Google just turned its Gemini chatbot into a music studio. The company is rolling out beta access to DeepMind's Lyria 3 audio model directly inside the Gemini app, letting users generate 30-second tracks from text prompts, images, or videos without switching tabs. The move signals Google's push to make generative AI more creative and multimodal, putting music creation alongside text and image generation in one unified interface.
Google is making its biggest play yet in AI-generated audio, bringing music creation directly to the 100+ million people using its Gemini chatbot. Starting today, users can type a prompt like "upbeat jazz for a rainy afternoon" or upload a video clip and watch Gemini compose a custom 30-second soundtrack on the spot. No separate app, no export-import workflow - just music generation baked right into the conversation.
The feature runs on Lyria 3, the latest audio model from DeepMind, Google's AI research lab. Unlike earlier versions that required standalone tools or API access, Lyria 3 lives natively in the Gemini interface. Users can generate tracks from text descriptions, upload images to set the mood, or even drop in video clips to get matching background music. It's Google's answer to the multimodal AI race, where the goal isn't just understanding different media types but creating them too.

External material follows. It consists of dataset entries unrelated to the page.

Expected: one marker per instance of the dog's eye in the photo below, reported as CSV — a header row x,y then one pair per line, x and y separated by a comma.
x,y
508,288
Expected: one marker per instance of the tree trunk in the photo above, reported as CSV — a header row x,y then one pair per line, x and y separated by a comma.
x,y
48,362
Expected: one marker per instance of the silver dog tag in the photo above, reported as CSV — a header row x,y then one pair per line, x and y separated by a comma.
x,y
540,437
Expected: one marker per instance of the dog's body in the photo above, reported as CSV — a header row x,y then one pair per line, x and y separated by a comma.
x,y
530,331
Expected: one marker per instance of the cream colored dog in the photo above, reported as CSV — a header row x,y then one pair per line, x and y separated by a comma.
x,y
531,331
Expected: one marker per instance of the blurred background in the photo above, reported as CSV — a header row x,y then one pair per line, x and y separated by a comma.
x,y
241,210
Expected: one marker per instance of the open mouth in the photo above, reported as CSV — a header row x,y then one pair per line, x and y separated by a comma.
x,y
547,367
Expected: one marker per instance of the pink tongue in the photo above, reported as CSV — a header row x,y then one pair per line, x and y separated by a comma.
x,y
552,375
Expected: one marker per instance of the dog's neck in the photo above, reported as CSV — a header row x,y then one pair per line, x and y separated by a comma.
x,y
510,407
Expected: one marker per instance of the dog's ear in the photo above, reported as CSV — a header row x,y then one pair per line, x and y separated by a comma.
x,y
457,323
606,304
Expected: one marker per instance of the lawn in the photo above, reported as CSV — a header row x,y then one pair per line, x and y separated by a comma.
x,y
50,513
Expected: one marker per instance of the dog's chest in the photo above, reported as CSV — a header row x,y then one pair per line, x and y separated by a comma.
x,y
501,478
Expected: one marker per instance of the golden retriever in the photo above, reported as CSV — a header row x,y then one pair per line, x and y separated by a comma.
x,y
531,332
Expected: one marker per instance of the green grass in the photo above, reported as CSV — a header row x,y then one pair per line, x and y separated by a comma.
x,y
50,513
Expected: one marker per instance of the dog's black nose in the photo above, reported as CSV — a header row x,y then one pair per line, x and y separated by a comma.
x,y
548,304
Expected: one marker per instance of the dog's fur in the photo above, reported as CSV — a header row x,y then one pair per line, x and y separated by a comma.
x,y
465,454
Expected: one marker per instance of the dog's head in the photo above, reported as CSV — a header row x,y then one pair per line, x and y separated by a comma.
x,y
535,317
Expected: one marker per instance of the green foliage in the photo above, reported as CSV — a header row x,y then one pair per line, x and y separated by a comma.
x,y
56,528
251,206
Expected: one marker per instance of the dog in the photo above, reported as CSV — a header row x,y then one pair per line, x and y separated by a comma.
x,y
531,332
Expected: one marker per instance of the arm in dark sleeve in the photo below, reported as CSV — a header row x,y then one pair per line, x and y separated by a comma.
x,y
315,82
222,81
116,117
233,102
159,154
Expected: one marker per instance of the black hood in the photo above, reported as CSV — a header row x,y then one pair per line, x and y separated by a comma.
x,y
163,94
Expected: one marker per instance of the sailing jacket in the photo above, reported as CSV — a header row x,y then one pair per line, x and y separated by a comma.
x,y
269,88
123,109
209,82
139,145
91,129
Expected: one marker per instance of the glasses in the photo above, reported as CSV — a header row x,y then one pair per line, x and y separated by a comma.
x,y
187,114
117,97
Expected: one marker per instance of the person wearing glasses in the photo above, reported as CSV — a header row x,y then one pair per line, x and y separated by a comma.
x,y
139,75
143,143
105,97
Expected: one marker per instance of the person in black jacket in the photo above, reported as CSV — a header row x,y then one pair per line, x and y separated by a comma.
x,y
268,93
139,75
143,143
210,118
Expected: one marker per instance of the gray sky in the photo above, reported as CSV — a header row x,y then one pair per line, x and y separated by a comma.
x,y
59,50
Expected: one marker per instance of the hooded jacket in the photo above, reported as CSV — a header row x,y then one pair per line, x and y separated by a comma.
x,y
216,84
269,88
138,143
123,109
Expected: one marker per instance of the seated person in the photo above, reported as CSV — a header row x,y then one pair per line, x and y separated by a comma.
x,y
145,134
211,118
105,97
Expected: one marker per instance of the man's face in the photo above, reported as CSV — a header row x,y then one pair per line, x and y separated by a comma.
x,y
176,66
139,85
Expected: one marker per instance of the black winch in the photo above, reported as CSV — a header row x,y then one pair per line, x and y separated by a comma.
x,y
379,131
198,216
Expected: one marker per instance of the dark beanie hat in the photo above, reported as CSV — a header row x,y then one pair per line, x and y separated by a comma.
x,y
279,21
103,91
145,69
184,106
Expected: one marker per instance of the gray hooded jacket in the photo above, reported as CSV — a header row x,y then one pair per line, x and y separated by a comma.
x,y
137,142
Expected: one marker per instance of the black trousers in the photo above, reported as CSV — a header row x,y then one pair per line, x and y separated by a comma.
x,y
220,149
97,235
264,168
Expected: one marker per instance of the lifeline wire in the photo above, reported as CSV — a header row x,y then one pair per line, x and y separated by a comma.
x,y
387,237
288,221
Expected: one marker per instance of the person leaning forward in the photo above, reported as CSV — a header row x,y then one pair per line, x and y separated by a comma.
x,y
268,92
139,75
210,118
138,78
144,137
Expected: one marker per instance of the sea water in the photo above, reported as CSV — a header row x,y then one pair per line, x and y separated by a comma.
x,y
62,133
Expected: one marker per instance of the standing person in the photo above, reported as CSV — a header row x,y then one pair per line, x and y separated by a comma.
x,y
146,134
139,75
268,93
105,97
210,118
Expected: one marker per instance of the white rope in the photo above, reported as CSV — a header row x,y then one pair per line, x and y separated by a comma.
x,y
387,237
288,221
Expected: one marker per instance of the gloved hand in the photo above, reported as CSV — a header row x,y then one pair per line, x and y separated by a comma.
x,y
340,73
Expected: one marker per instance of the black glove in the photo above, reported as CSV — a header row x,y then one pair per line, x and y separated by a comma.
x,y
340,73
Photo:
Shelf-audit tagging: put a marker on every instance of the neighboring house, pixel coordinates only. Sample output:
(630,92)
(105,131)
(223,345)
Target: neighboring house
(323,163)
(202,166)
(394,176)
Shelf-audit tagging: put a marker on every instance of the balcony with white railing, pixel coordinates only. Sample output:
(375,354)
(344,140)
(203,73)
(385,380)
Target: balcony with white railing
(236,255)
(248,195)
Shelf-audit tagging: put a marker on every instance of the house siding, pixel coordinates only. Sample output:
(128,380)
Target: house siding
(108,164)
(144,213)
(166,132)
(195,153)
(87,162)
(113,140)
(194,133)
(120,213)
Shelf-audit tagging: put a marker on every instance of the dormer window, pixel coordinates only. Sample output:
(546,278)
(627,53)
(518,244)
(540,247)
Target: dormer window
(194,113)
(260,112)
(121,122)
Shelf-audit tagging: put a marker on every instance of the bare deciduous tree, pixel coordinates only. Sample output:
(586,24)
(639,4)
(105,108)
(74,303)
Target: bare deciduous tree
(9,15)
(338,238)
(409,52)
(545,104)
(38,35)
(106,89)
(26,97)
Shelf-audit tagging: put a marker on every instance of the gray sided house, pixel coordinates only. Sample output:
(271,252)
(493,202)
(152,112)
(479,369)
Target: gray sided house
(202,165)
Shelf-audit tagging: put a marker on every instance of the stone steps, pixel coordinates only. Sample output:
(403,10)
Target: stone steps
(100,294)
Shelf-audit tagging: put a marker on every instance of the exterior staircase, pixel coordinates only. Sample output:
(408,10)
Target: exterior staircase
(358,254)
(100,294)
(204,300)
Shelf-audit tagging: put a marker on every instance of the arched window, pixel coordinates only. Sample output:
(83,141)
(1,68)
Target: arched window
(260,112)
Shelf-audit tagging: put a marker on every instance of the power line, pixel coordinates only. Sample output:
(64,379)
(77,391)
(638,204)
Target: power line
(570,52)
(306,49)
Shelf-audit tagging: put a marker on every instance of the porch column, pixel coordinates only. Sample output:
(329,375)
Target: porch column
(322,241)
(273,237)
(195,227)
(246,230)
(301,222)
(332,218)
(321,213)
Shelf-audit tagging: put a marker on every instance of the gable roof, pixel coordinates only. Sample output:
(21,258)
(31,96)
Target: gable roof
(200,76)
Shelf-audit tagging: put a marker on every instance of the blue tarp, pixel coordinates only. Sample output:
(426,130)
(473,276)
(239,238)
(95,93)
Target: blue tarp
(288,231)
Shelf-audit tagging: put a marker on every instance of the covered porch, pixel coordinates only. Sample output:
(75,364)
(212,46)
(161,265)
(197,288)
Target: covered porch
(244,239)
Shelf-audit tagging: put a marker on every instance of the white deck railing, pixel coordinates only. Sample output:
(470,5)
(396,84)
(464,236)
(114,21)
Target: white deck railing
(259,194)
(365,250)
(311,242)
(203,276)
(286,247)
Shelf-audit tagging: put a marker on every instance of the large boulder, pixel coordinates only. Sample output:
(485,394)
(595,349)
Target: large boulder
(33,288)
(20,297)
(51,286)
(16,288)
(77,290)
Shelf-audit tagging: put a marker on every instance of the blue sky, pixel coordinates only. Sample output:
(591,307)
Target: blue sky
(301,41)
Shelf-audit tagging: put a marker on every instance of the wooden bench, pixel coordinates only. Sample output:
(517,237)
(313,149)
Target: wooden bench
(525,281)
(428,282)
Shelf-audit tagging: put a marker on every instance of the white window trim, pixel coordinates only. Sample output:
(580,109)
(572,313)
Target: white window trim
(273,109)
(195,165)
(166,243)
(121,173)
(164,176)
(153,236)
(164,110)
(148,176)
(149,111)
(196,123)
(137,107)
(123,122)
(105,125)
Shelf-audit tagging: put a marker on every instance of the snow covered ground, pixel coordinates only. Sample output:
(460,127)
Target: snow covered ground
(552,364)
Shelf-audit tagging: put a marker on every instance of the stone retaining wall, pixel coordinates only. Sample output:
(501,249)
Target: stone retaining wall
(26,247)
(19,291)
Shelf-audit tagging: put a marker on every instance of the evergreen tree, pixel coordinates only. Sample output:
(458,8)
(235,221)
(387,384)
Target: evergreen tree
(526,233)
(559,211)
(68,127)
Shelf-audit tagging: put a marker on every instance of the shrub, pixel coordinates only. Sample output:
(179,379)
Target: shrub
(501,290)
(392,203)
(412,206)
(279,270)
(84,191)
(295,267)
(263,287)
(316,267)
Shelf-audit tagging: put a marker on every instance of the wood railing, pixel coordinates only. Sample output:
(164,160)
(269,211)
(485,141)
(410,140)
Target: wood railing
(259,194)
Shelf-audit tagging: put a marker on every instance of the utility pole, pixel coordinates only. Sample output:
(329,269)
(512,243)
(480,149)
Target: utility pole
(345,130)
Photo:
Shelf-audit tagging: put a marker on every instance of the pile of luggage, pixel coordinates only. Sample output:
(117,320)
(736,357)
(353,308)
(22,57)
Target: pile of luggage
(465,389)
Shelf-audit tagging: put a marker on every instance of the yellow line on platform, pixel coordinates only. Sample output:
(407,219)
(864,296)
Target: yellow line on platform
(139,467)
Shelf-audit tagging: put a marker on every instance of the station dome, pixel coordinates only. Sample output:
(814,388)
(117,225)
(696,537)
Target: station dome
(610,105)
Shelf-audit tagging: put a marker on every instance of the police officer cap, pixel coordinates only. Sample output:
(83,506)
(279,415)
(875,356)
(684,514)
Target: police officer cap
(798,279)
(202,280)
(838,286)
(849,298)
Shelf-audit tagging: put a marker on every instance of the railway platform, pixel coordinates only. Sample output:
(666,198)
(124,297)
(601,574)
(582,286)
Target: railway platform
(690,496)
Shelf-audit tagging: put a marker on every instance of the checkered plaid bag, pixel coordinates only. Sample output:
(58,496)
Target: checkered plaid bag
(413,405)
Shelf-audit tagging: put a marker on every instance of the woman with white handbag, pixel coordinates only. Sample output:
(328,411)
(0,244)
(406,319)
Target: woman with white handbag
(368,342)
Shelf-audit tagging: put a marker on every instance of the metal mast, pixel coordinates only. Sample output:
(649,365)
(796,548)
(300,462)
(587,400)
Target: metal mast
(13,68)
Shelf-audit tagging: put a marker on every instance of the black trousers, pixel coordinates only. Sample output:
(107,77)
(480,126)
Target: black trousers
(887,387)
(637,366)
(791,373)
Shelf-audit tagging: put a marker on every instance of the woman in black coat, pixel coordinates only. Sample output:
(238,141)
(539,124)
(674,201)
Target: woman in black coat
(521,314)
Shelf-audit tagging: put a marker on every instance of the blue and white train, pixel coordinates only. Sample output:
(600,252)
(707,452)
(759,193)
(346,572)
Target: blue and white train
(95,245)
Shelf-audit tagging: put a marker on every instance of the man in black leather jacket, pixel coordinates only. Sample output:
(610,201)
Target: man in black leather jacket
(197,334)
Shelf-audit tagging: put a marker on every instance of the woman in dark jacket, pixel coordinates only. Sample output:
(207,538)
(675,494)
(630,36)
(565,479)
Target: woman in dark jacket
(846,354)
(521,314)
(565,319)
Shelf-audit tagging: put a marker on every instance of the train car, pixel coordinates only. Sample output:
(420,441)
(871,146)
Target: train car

The rollout is global from day one, with support for English, German, Spanish, French, Hindi, Japanese, Korean, and Portuguese. Google says more languages are coming, though it didn't specify a timeline. Access is limited to adults 18 and older - likely a guardrail against copyright and content moderation headaches that have plagued other generative audio tools.
Timing matters here. Google has been playing catch-up in consumer AI since OpenAI took the world by storm with ChatGPT in late 2022. While OpenAI has hinted at audio generation features and Meta continues expanding its AI Studio, Google's been methodically building out Gemini's creative capabilities. The company already offers image generation through and video tools via experimental features. Music was the missing piece.